I caused a minor kerfuffle last month when I expressed my opinion about HIStalk’s advertising options. Mr. HIStalk took some exception when I wrote that Inga “claims to be female and sports a sultry avatar”. Here was his response:
An online article suggests that perhaps Inga is a man writing as a woman. I couldn’t wait to tease her about that, but she had already seen it and responded back that a couple of readers have e-mailed her with the same suspicion. Let me forcefully allay that speculation: Inga is most definitely female, and a quite striking example if I may say (not only at least as cute and charming as her avatar suggests, but darned smart and caustically funny in our offline e-mails). So let’s treat the lady with some respect, OK? She’s the queen around here.
Obviously, I don’t want to offend such high-powered thought leaders, so I emailed both Mr. H. and Inga a mea culpa. I will never again doubt Inga’s femininity. And, for the record, Inga asked my opinion about how they could improve their ad options. I don’t think they plan on changing their format any time soon, but it was kind of them to listen.

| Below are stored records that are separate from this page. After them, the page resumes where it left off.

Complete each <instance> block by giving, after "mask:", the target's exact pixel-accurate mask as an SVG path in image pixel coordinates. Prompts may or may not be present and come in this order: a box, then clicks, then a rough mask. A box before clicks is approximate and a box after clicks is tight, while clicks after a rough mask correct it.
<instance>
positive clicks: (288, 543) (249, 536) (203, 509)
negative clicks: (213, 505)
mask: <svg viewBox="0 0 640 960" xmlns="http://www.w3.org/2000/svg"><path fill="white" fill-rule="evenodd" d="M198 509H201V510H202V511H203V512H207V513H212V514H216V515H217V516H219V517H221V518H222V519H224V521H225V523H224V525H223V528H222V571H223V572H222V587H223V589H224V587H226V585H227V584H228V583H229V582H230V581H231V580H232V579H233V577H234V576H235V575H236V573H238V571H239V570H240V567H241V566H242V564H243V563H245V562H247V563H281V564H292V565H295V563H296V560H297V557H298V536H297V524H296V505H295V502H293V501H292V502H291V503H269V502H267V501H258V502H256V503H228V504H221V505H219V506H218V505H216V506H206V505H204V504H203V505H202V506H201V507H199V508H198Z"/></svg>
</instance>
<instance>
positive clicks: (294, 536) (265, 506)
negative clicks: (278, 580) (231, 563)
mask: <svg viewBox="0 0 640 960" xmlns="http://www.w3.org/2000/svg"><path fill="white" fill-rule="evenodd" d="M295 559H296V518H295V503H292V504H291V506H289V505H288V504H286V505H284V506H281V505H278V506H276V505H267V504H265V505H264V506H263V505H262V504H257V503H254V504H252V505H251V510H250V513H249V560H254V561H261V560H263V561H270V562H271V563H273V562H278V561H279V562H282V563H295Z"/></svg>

Speaking of Inga, she questioned the wisdom of some HIT vendor’s PR tactics a few days ago:
I’m still wading through the endless number of e-mails and need some PR person to answer me this: why does every single vendor feel the need to issue press releases during HIMSS? Don’t companies realize their news is more likely to be overlooked because of the sheer volume being churned out by companies, PR people, and media outlets?
As a journalist, she’s got a point. Surely vendors must know that releasing their bit of news during HIMSS increases the chance of getting lost in the shuffle. My response is that news releases aren’t really for journalists, anymore. The biggest benefit of news releases is how they can strengthen your search engine marketing. Services like PR Newswire and Business Wire get a lot of link love from Google and other search engines, and when content from their news release links to your site, that’s golden.
Sure, news releases are often the right vehicle for announcing new products or some newsworthy happening to journalists. But the real work happens on the follow-up. When a corporate PR manager or PR agency has healthy working relationships with health care journalists, they’re more likely to be able to get your organization the publicity they want during heavy traffic times such as HIMSS.
One HIStalk respondent—”Beastly”—shared some best practices for PR that are worth repeating here:
A true PR professional knows the difference between [what is] newsworthy and [what is] wasting a journalist’s time. We also have an ethical responsibility to advise our clients if and when their perception of news doesn’t merit coverage. Issuing press releases about non-news compares to the ‘boy who cried wolf,’ syndrome.
I’ve had to tell vendor leaders that their “news” doesn’t merit a news release. Those conversations are never easy.
Your turn: Are news releases relevant to your marketing efforts?